Auch da war ich nicht involviert. Ich habe ihn einige Male nach München engagiert, ich bin ein leidenschaftlicher Fan von ihm. Er hat hier in Stuttgart ein Lebenswerk aufgebaut, das seinesgleichen sucht. Insbesondere seine Gesprächskonzerte haben mich begeistert und nachhaltig beeindruckt. Sie waren so besonders strukturiert und gleichzeitig geistig absolut durchdacht. Rilling habe ich absolut positiv auf dem Bildschirm. Meine Frau, die Mezzosopranistin Donna Brown, hat einige Sommerakademiekurse mit ihm gemacht. Insofern bin ich irritiert, was hier in Stuttgart zuletzt passiert ist. Seinen Rücktritt bedaure ich sehr, aber dazu will ich mich nicht äußern, weil ich da nicht involviert war. Ich bin und bleibe ein leidenschaftlicher Fan von ihm und seiner Arbeit, die er hier mehr als 30 Jahre lang geleistet hat. Dass jetzt ein Schnitt kommen soll oder muss, diese Entscheidung ist schon vor vielen Monaten gefallen. Meine Aufgabe und die von Rademann ist es, die Einrichtung in die Zukunft zu führen, unser Blick geht also vor allem nach vorne.

Wie vertraut ist Ihnen die Bachakademie?
Auch ich habe schon eine Sommerakademie gemacht. Von daher kenne ich den Aufbau und die innere Struktur der Bachakademie, die damals wegweisend war. Ich bin da ja nicht weit weg, als Junge habe ich zehn Jahre im Bamberger Dom jeden Sonntag meinen Dienst als Mitglied im Knabenchor geleistet. Das ist mein Bezug zum Singen und zur geistigen Musik. In München habe ich die Reihe „Musik des 20. Jahrhunderts“ entwickelt, sie funktioniert heute noch. Es gibt also eine Affinität zwischen mir und den Dingen in Stuttgart.

In welchen Dingen hat die Bachakademie Nachholbedarf?
Von Nachholbedarf will ich nicht sprechen. Es gibt drei Marken, die man weiterpflegen muss: Das ist natürlich Bach, es sind die Ensembles die Gächinger und das Bach-Collegium sowie das Musikfest. Die drei Säulen bleiben, wir feilen jetzt an einem Konzept, mit dem wir Themen besetzen wollen. Rademann steht ja für die historische Aufführungspraxis, das wird auftauchen.
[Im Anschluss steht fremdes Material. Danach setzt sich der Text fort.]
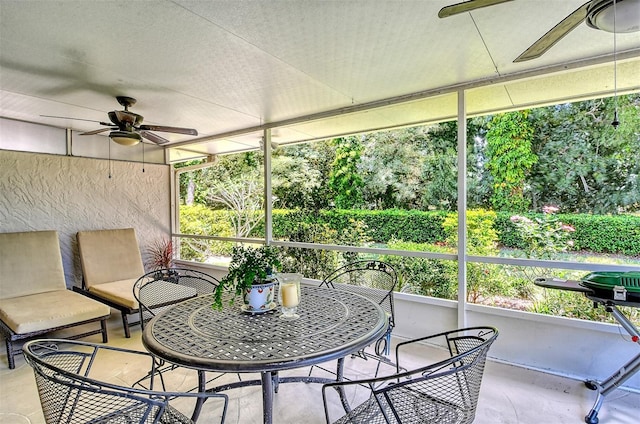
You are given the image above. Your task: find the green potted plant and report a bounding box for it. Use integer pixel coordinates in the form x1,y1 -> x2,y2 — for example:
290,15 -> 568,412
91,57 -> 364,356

Ein anderes ist die Migration, das ist für Stuttgart bestimmt interessant, und da bringe ich einige Erfahrungen aus Berlin mit. Musik ist ein hervorragendes Instrument, um Kulturen zueinander zu führen. Und ich will die geistige Musik des 20. und 21. Jahrhunderts pflegen, wie es ja Rilling auch schon tat. Das werden wir später detaillierter vorstellen.

Haben Sie nicht ziemlich Respekt davor, mit in die Fußstapfen solch eines Gründers und langjährigen Leiters zu treten?
Da warten natürlich Herausforderungen auf uns, denen wir uns stellen wollen. Es ist vor allem für Rademann eine künstlerische Herausforderung, das Lebenswerk von Helmuth Rilling und seinen Helfern auch aus der Wirtschaft in eine gute Zukunft zu führen. Das sind Herausforderungen, aber äußerst schöne. Das gilt ebenso für das Publikum: Wir müssen es gewinnen, und wir müssen dazu noch ein neues Publikum gewinnen. Wer aus Berlin kommt, weiß, was Herausforderung bedeuten kann. Ich freue mich hier sehr auf das bürgerschaftliche Engagement, das es so in Berlin nicht gibt.